When I was kid working at 1270 the station sold one of those "dollar a hollar" campaigns. Highway safety or something equally stimulating. Anyway, I rolled in to do my after school shift and the log had at least 25 of those damn spots per hour plus the regular spots. Even pulling out the "Minute Masters" I had a hell of a time keeping up.

A few years later I worked over at 1300 and they still had a McKenzie (it was in the newsroom and fired from the control room because it made so much noise). It was out of use by that time...still loaded with KCNW jingles.

1300 shared their engineer with KAKC. Remember Gil?
 
I remember this one time at radio camp, I stuck a tone arm with a $900 Shure headshell and a Stanton diamond tip needle up my bung hole and shouted "Be caller 10 to win!" over and over...

That sucker still plays the hits!

Here's Little River Band...Reminiscing...kicking off a continuous music marathon of at least 12 in row of your favorite good time happy songs on the station lickin' ass and fakin' names since we flipped this signal from a better format a year ago! BAM! KFAG!!!

Write it down!

And btw: reel to reels suck.
 
LOL! Anyone recall the old calls for 102.7 in OKC when it was owned by American Fidelity? LOL! Mr. Trickle is being more historical than he even realizes (VERY CLOSE)!
 
Mr. Trickle, huh? Well, OKCRadioGuy considering you remember KAFG firsthand I'd figure YOU to have that problem. Stop projecting.

But keep laughing, I need the ratings.
 
I thought KAFG (and KJEM-FM prior to that) didn't have any turntables for anyone to molest. Reel to reel tapes churned out from Bill Drake were the order of the day.
 
At least the KAFG part was automated for sure... You'd be right!

For the record I'm not nearly old enough to "remember KAFG first hand". There's nothing wrong with knowing the history of the market though.
 
It's been a looong time ago, but there was an FM in OKC that came on the air in the 70's, transmitting from an old gas station in NE OKC. Was that KAFG (or maybe similar calls, like KAEZ)?
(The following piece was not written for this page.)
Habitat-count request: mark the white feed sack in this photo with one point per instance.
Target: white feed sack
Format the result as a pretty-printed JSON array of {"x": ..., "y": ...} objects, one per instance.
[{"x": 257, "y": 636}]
Seems like it was up around the top of the band.
 
So I see, OKCRadioGay, you just like to pretend that you're old enough to remember the history of this market.

Yeah, and you're the only one around here who "realizes when they're being historical".

Realize THIS!

You should focus on the future so maybe the signature message on your posts won't continue to be true.

Even though it will.

-Mr Trickle with the Bickle Tickle
 
Unfortunately radio is headed that way, little people wanting it that way or not. The only thing I hope is that there will be a fairly decent recovery from the massive tanking that has and continues on. The product has suffered and now the revenue with suffer. Too much debt was taken on to pay off former owners that made out like bandits when selling off to corporate chains and now there's hell to pay. It's just that simple.
 
For the record it was KAEZ, Easy 107 that was in a coverted gas station out on NE 23rd. They were a 100kw station, but the bottom bay was nearly on the ground of the tower out there. Until 103.5 went on the air several years ago there were no FM stations specialzing in serving the black community after 107 was sold. From what I heard it was sold off for about 3.5 just cover their debts after a fire took them off the air in the mid-80s.